As reported in many prior studies and case reports, we also found that rebound COVID-19 is generally mild, managed on an outpatient basis, and does not lead to poor health outcomes. Only one case of NM/r rebound in this study led to an ED visit and hospital admission, with the rest managed by ambulatory care or telemedicine. Thus, when weighing benefits and risks of NM/r treatment in light of the potential for rebound COVID-19, recent real-world research continues to show clear benefits of NM/r treatment in high-risk outpatient populations regardless of immunity from vaccine or natural infection [2].

Limitations

This study was subject to several limitations since it was observational, EMR-based, and relied on adequate documentation from providers and healthcare staff to meet our definition of COVID-19 rebound.
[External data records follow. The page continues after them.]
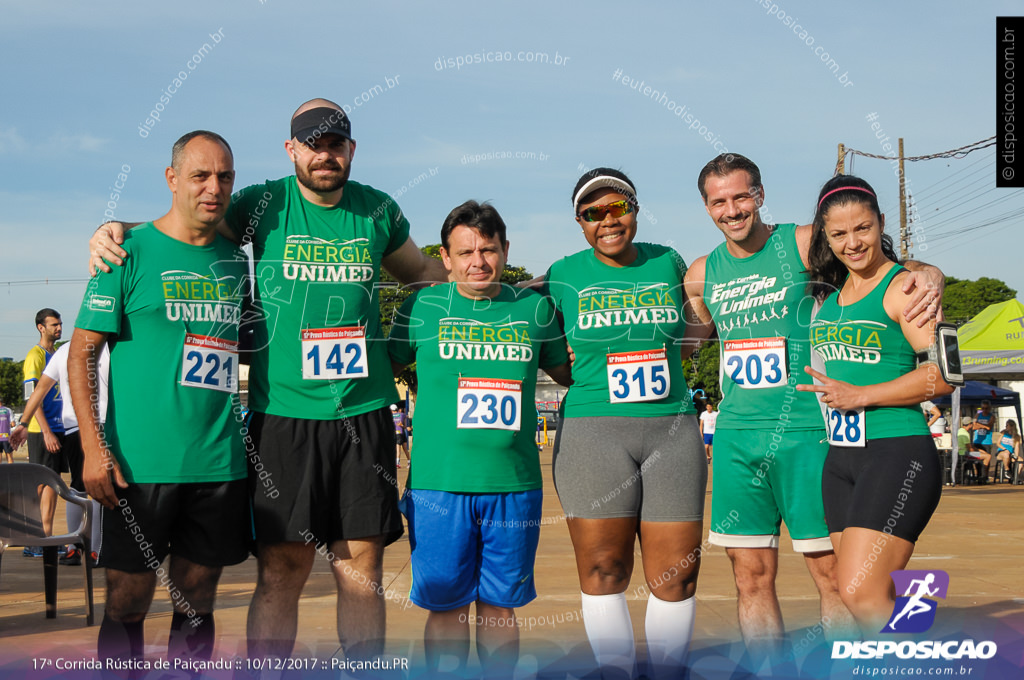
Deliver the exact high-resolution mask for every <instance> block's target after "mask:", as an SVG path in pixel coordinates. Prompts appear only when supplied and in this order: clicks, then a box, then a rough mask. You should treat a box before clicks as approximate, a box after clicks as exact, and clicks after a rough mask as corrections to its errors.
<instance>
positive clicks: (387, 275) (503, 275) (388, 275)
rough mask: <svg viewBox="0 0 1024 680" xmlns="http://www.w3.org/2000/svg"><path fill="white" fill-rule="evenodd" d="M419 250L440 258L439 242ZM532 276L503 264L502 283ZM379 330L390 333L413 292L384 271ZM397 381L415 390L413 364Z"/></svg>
mask: <svg viewBox="0 0 1024 680" xmlns="http://www.w3.org/2000/svg"><path fill="white" fill-rule="evenodd" d="M420 250H422V251H423V253H424V254H426V255H429V256H430V257H432V258H434V259H435V260H439V259H441V246H440V244H430V245H427V246H423V247H422V248H420ZM532 278H534V274H531V273H530V272H529V271H527V270H526V269H525V268H524V267H517V266H511V265H509V264H508V263H506V264H505V271H503V272H502V283H505V284H509V285H512V284H518V283H519V282H522V281H529V280H530V279H532ZM381 286H382V287H381V289H380V302H381V331H382V332H383V333H384V337H387V336H389V335H391V327H392V326H393V325H394V316H395V314H396V313H397V312H398V308H399V307H400V306H401V303H402V302H404V301H406V299H407V298H409V296H410V295H412V294H413V292H412V291H411V290H410V289H408V288H406V287H403V286H401V285H400V284H398V282H397V281H395V280H394V278H392V277H391V274H389V273H388V272H386V271H381ZM398 382H400V383H402V384H404V385H409V386H410V388H411V389H413V390H414V391H415V390H416V365H415V364H413V365H412V366H408V367H406V369H404V370H403V371H402V372H401V373H400V374H399V375H398Z"/></svg>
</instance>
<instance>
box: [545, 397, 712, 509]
mask: <svg viewBox="0 0 1024 680" xmlns="http://www.w3.org/2000/svg"><path fill="white" fill-rule="evenodd" d="M554 478H555V488H556V490H557V491H558V500H559V501H561V503H562V509H563V510H564V512H565V514H566V515H567V516H568V517H582V518H585V519H607V518H613V517H640V519H641V520H642V521H651V522H681V521H682V522H688V521H699V520H701V519H702V518H703V504H705V492H706V490H707V486H708V458H707V456H706V454H705V449H703V440H702V439H701V438H700V431H699V428H698V427H697V420H696V417H694V416H692V415H680V416H664V417H658V418H628V417H615V416H602V417H594V418H566V419H565V420H563V421H562V424H561V427H560V428H559V430H558V434H557V436H556V438H555V453H554Z"/></svg>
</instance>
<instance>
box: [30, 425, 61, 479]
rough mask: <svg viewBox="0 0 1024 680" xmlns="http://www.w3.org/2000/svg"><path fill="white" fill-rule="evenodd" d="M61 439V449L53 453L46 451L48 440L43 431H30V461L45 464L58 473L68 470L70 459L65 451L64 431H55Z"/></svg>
mask: <svg viewBox="0 0 1024 680" xmlns="http://www.w3.org/2000/svg"><path fill="white" fill-rule="evenodd" d="M54 435H56V437H57V439H59V441H60V451H58V452H57V453H55V454H51V453H50V452H48V451H46V441H45V440H44V438H43V433H42V432H29V437H28V439H29V462H30V463H35V464H37V465H45V466H46V467H48V468H49V469H51V470H53V471H54V472H56V473H57V474H60V473H61V472H67V471H68V460H67V459H66V458H65V453H63V445H65V443H63V432H54Z"/></svg>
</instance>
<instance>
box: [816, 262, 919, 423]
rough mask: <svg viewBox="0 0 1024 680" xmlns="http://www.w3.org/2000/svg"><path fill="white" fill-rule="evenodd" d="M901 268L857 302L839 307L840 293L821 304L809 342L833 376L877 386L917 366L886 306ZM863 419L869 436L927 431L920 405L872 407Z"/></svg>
mask: <svg viewBox="0 0 1024 680" xmlns="http://www.w3.org/2000/svg"><path fill="white" fill-rule="evenodd" d="M900 271H903V267H901V266H899V265H896V266H894V267H892V268H891V269H890V270H889V271H888V272H887V273H886V275H885V277H884V278H883V279H882V281H880V282H879V284H878V286H876V287H874V289H873V290H872V291H871V292H870V293H868V294H867V295H865V296H864V297H863V299H861V300H858V301H857V302H854V303H852V304H848V305H841V304H840V303H839V293H838V292H836V293H833V294H831V295H829V296H828V297H827V298H825V301H824V302H823V303H822V304H821V309H820V310H818V313H817V315H816V316H815V317H814V322H813V323H812V324H811V346H812V347H813V348H814V351H815V353H817V354H818V356H820V357H821V359H822V360H823V362H824V364H825V374H826V375H827V376H828V377H829V378H834V379H836V380H842V381H843V382H847V383H850V384H851V385H876V384H878V383H883V382H888V381H890V380H895V379H896V378H899V377H900V376H902V375H904V374H907V373H910V372H911V371H913V370H914V369H915V368H916V358H915V353H914V351H913V347H911V346H910V343H908V342H907V341H906V338H904V337H903V331H902V329H900V326H899V322H894V321H893V320H892V318H890V317H889V314H887V313H886V310H885V307H884V306H883V300H884V298H885V295H886V291H887V290H888V289H889V285H890V284H891V283H892V280H893V278H894V277H895V275H896V274H898V273H899V272H900ZM864 417H865V424H866V425H865V429H866V431H865V433H864V435H865V437H866V439H868V440H870V439H884V438H887V437H896V436H907V435H911V434H928V433H929V431H928V425H927V422H926V421H925V419H924V417H923V416H922V413H921V408H920V407H918V406H912V407H868V408H867V409H864Z"/></svg>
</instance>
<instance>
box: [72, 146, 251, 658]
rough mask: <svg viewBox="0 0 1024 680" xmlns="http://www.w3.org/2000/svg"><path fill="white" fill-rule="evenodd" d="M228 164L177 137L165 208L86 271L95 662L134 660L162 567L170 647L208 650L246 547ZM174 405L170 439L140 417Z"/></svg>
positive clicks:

Thus, there was the possibility of misclassification and underreporting of rebound symptoms and certain important risk factors such as SARS-CoV-2 vaccination or previous COVID-19. In addition, we were unable to assess patient adherence and had to assume that patients who started the regimen completed the entire 5-day course. However, our study of a diverse subset of patients in a large metropolitan healthcare system found that NM/r rebound is occurring, tends to be mild, and identified potential risk factors and rebound mechanisms to be further investigated.

Conclusion

COVID-19 clinical rebound after treatment with NM/r is more common than previously reported in the peer-reviewed published literature. Rebound is generally mild and has favorable outcomes. Potential risk factors for experiencing rebound are female sex, Black race, systemic symptoms with COVID-19 illness, the presence of comorbidities, and lower SARS-CoV-2 immunity due to under vaccination or lack of prior COVID-19, though none of these factors achieved statistical significance in our analysis. These factors should be investigated further in larger observational studies.